How to plot the results of a mixed model - r

I use lme4 in R to fit the mixed model
lmer(value~status+(1|experiment)))
where value is continuous, status(N/D/R) and experiment are factors, and I get
Linear mixed model fit by REML
Formula: value ~ status + (1 | experiment)
AIC BIC logLik deviance REMLdev
29.1 46.98 -9.548 5.911 19.1
Random effects:
Groups Name Variance Std.Dev.
experiment (Intercept) 0.065526 0.25598
Residual 0.053029 0.23028
Number of obs: 264, groups: experiment, 10
Fixed effects:
Estimate Std. Error t value
(Intercept) 2.78004 0.08448 32.91
statusD 0.20493 0.03389 6.05
statusR 0.88690 0.03583 24.76
Correlation of Fixed Effects:
(Intr) statsD
statusD -0.204
statusR -0.193 0.476
I would like to graphically represent the fixed effects evaluation. However the seems to be no plot function for these objects. Is there any way I can graphically depict the fixed effects?

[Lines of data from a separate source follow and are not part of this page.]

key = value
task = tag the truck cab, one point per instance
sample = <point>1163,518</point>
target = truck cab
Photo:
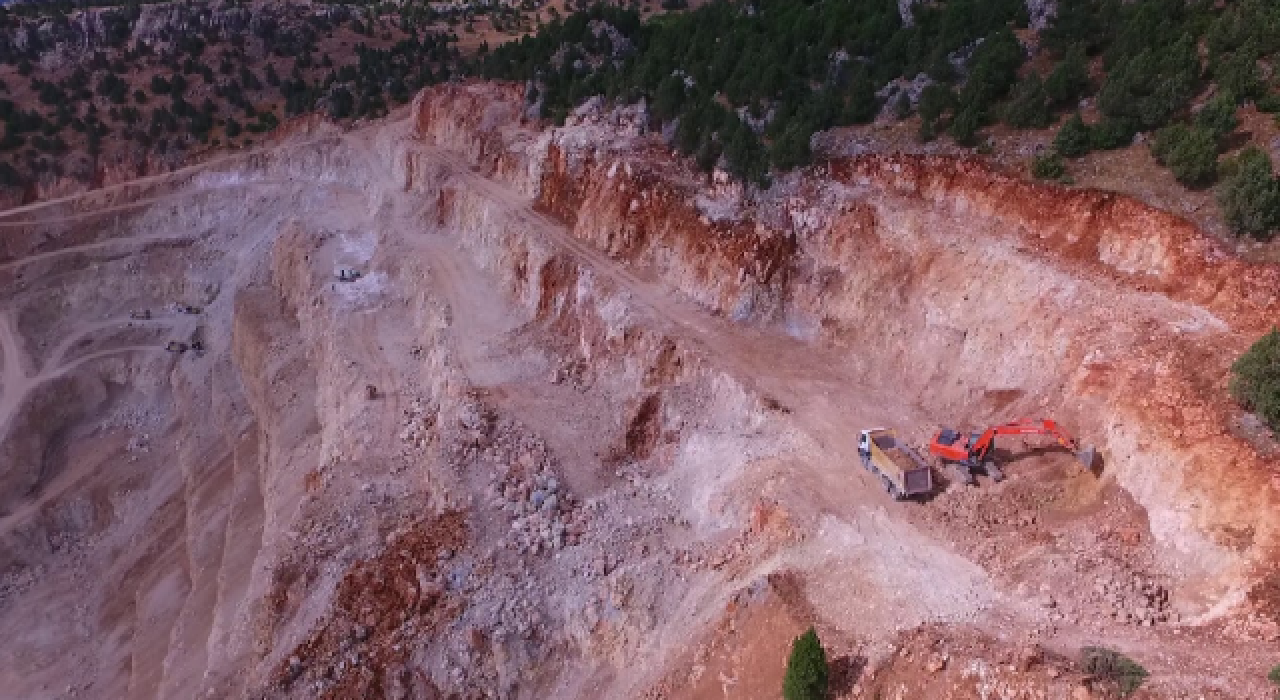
<point>899,467</point>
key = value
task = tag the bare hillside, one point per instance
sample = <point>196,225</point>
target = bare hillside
<point>465,406</point>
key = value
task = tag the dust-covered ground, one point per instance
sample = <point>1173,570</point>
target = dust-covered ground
<point>585,426</point>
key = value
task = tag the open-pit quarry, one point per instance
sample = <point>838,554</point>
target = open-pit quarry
<point>585,426</point>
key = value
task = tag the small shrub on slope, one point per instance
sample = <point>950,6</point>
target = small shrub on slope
<point>807,669</point>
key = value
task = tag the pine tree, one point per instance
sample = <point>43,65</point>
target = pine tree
<point>1256,380</point>
<point>1251,195</point>
<point>807,669</point>
<point>1073,138</point>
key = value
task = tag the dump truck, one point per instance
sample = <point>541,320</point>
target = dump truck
<point>903,471</point>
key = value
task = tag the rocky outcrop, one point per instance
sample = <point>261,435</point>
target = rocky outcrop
<point>955,280</point>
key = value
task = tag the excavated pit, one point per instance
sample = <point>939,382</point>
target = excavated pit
<point>585,425</point>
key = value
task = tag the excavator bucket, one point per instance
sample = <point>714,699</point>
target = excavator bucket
<point>1087,456</point>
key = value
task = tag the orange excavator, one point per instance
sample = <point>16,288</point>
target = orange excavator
<point>974,451</point>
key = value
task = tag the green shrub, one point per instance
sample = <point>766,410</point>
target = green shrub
<point>1110,135</point>
<point>903,105</point>
<point>1073,138</point>
<point>1269,104</point>
<point>935,100</point>
<point>1114,667</point>
<point>1048,167</point>
<point>1189,152</point>
<point>964,127</point>
<point>1028,106</point>
<point>807,669</point>
<point>1217,115</point>
<point>1069,78</point>
<point>1256,384</point>
<point>1251,196</point>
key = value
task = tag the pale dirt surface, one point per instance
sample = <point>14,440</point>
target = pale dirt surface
<point>586,428</point>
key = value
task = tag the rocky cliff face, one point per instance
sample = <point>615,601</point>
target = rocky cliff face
<point>947,282</point>
<point>585,425</point>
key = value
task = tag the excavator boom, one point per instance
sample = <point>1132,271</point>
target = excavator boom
<point>974,449</point>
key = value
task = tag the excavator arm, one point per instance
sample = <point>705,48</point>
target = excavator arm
<point>1024,426</point>
<point>974,449</point>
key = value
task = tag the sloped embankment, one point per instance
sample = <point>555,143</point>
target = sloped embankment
<point>946,284</point>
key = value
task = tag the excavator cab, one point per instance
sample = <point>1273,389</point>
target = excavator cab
<point>977,451</point>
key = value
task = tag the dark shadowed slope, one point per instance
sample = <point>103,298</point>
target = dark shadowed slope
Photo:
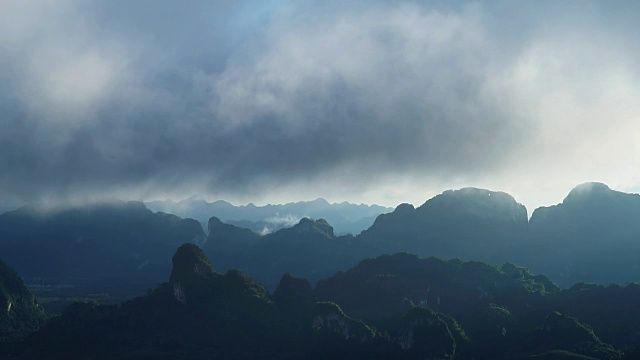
<point>102,242</point>
<point>20,313</point>
<point>593,235</point>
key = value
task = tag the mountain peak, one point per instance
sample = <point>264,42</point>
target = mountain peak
<point>587,190</point>
<point>190,264</point>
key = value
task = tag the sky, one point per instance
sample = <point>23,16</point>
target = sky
<point>269,101</point>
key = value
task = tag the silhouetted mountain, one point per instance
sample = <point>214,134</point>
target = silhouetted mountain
<point>469,223</point>
<point>309,249</point>
<point>345,217</point>
<point>422,309</point>
<point>593,235</point>
<point>201,314</point>
<point>109,241</point>
<point>20,313</point>
<point>474,310</point>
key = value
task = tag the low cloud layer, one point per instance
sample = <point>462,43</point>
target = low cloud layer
<point>275,101</point>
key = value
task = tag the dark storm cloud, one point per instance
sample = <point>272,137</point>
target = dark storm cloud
<point>239,98</point>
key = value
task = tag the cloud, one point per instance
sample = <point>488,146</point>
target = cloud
<point>364,101</point>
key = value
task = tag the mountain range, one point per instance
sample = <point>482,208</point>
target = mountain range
<point>392,307</point>
<point>344,217</point>
<point>592,236</point>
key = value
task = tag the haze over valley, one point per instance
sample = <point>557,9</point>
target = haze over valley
<point>278,179</point>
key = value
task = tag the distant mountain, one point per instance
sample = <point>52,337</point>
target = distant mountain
<point>116,241</point>
<point>592,236</point>
<point>20,313</point>
<point>344,217</point>
<point>309,249</point>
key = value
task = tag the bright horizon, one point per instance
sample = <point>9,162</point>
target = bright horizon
<point>278,101</point>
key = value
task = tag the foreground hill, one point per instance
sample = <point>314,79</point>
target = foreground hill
<point>344,217</point>
<point>591,237</point>
<point>116,241</point>
<point>421,309</point>
<point>20,313</point>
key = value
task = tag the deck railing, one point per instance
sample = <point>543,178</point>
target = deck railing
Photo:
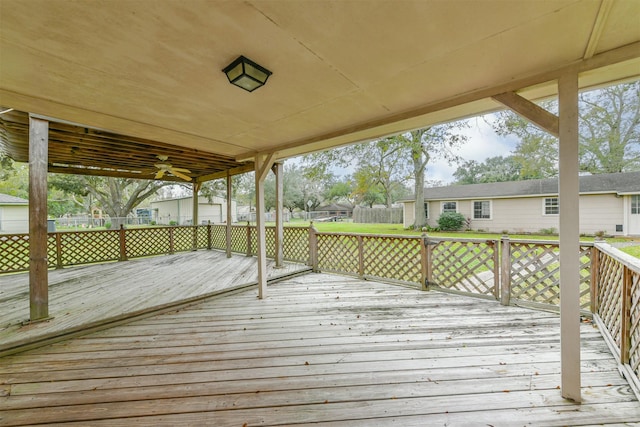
<point>616,306</point>
<point>69,248</point>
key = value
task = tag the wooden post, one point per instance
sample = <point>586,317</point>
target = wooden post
<point>423,261</point>
<point>38,236</point>
<point>313,248</point>
<point>249,239</point>
<point>278,170</point>
<point>595,279</point>
<point>58,250</point>
<point>360,257</point>
<point>569,191</point>
<point>495,245</point>
<point>229,217</point>
<point>505,271</point>
<point>625,317</point>
<point>123,243</point>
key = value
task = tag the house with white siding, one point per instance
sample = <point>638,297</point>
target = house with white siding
<point>608,202</point>
<point>14,214</point>
<point>179,211</point>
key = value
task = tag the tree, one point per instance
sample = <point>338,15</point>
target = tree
<point>116,196</point>
<point>493,169</point>
<point>609,134</point>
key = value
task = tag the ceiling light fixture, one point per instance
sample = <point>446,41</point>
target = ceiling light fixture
<point>246,74</point>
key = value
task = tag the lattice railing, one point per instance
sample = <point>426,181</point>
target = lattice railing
<point>617,306</point>
<point>392,258</point>
<point>467,266</point>
<point>148,241</point>
<point>535,272</point>
<point>85,247</point>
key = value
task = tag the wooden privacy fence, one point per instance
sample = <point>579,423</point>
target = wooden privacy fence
<point>87,247</point>
<point>616,306</point>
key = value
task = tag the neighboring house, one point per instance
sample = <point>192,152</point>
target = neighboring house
<point>14,214</point>
<point>608,202</point>
<point>180,211</point>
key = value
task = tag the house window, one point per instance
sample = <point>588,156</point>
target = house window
<point>635,204</point>
<point>449,207</point>
<point>482,209</point>
<point>551,206</point>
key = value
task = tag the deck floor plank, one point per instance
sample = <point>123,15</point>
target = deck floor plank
<point>320,350</point>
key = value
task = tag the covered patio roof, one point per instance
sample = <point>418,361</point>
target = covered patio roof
<point>343,71</point>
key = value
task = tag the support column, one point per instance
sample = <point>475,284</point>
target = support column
<point>229,216</point>
<point>262,166</point>
<point>38,273</point>
<point>278,169</point>
<point>569,193</point>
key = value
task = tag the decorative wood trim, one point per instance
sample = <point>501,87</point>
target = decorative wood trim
<point>530,111</point>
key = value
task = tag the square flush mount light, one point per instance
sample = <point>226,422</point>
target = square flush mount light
<point>246,74</point>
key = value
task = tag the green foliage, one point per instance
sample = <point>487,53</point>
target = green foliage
<point>451,221</point>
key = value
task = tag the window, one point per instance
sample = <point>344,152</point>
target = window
<point>635,204</point>
<point>482,209</point>
<point>551,206</point>
<point>449,207</point>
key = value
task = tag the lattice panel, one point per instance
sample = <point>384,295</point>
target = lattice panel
<point>464,266</point>
<point>183,239</point>
<point>202,239</point>
<point>88,247</point>
<point>15,252</point>
<point>610,279</point>
<point>219,237</point>
<point>147,241</point>
<point>52,250</point>
<point>296,244</point>
<point>338,253</point>
<point>634,356</point>
<point>392,258</point>
<point>239,239</point>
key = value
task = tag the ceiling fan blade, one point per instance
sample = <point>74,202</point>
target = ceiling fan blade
<point>180,175</point>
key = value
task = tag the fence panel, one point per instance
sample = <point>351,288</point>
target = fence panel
<point>338,253</point>
<point>15,252</point>
<point>84,247</point>
<point>148,241</point>
<point>535,272</point>
<point>392,258</point>
<point>465,265</point>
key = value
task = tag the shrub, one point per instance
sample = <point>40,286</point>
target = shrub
<point>451,221</point>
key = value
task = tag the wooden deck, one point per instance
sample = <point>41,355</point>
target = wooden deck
<point>97,295</point>
<point>323,350</point>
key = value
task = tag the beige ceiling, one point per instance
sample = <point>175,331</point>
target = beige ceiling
<point>343,71</point>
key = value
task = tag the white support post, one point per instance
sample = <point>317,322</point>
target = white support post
<point>38,263</point>
<point>262,167</point>
<point>569,193</point>
<point>278,169</point>
<point>229,216</point>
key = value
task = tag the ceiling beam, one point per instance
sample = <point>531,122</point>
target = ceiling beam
<point>530,111</point>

Using coefplot2 (on r-forge):
Stealing the simulation code from #Thierry:
set.seed(101)
dataset <- expand.grid(experiment = factor(seq_len(10)),
status = factor(c("N", "D", "R"), levels = c("N", "D", "R")),
reps = seq_len(10))
X <- model.matrix(~status,dataset)
dataset <- transform(dataset,
value=rnorm(nrow(dataset), sd = 0.23) + ## residual
rnorm(length(levels(experiment)), sd = 0.256)[experiment] + ## block effects
X %*% c(2.78,0.205,0.887)) ## fixed effects
Fit model:
library(lme4)
model <- lmer(value~status+(1|experiment), data = dataset)
Plot:
install.packages("coefplot2",repos="http://r-forge.r-project.org")
library(coefplot2)
coefplot2(model)
edit:
I have frequently been having problems with the R-Forge build. This fallback should work if the R-Forge build is not working:
install.packages("coefplot2",
repos="http://www.math.mcmaster.ca/bolker/R",
type="source")
Note that the coda dependency must already be installed.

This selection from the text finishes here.